Poll results released Thursday indicate 40 percent of respondents say immigration should be maintained at its present level, while 35 percent said it should be decreased.
Twenty-three percent said they wanted to see immigration increased, the highest Gallup said it ever recorded.
The views expressed in this poll contrast with much of the previous decade, particularly after the 2001 terrorist attacks on U.S. soil, when nearly half indicated they preferred a decrease in immigration, and as few as 12 percent-to-18 percent said they wanted an increase, the Princeton, N.J., polling agency said
Among non-whites, blacks and Hispanics expressed similar preferences on immigration levels, as 67 percent of blacks and 68 percent of Hispanics said they favor maintaining or increasing immigration, Gallup said.
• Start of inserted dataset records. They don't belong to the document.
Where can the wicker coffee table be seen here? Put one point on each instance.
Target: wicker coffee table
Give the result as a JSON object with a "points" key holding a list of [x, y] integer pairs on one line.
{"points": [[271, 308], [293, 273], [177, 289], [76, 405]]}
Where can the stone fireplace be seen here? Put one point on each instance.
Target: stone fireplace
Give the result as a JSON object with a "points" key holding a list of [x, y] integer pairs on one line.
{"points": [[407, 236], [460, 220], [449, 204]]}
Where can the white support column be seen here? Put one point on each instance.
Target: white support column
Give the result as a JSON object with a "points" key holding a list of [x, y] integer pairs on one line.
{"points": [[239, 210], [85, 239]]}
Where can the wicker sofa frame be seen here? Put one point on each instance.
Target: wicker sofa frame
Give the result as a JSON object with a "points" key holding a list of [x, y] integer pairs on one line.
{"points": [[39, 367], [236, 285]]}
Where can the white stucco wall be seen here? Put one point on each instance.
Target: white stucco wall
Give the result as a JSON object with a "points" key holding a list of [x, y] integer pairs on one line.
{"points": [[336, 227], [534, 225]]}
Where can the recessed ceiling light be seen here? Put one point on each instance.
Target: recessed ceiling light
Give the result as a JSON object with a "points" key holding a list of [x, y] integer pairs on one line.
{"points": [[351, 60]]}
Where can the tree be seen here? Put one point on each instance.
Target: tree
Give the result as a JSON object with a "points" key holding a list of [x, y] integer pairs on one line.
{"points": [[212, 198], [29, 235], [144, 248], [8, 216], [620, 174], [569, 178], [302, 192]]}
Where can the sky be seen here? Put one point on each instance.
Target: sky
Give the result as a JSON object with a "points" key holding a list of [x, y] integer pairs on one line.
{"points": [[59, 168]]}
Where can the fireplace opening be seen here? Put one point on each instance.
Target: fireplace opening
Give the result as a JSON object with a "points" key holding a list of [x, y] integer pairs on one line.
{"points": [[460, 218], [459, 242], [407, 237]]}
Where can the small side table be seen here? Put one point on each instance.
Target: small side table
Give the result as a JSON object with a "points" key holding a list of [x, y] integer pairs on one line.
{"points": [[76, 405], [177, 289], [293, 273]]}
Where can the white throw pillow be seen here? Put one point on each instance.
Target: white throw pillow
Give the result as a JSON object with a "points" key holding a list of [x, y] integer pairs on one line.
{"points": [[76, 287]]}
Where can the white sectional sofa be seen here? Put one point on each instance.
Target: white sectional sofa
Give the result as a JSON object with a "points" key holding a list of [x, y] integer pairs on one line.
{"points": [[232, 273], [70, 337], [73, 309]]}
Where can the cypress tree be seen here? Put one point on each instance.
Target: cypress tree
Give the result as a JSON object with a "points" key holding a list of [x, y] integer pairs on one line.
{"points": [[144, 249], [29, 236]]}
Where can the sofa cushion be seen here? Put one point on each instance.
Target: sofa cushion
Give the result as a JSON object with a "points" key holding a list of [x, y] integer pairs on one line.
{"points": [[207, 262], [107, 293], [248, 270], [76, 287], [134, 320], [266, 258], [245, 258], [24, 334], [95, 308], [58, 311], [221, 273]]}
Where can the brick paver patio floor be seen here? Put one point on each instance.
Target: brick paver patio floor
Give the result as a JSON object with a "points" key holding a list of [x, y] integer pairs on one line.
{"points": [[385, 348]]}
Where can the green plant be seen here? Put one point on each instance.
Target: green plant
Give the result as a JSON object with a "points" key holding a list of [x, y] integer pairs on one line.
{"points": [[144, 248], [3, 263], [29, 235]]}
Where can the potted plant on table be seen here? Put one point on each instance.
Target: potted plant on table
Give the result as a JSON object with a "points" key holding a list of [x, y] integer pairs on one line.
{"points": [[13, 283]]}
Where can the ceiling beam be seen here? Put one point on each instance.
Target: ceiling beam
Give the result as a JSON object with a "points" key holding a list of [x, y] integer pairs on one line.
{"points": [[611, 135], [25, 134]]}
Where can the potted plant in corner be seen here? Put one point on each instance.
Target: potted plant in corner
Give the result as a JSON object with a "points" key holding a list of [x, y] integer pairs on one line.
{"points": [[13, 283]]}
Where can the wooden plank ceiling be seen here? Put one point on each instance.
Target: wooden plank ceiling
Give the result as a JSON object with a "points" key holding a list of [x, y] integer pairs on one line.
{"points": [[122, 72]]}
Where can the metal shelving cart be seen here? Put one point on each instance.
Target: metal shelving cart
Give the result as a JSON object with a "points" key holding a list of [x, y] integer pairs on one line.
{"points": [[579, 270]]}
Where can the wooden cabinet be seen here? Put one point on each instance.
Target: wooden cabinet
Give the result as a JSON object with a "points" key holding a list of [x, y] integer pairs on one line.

Results are based on nationwide telephone interviews with 4,373 adults conducted June 13-July 5, including oversamples of black and Hispanic adults. The margin of error for the overall survey is 2 percentage points.
For results based on the sample of 2,149 non-Hispanic whites, the margin of error is 3 percentage points.
For results based on the sample of 1,010 non-Hispanic blacks, the margin of error is 5 percentage points.
For results based on the sample of 1,000 Hispanics, the margin of error is 6 percentage points.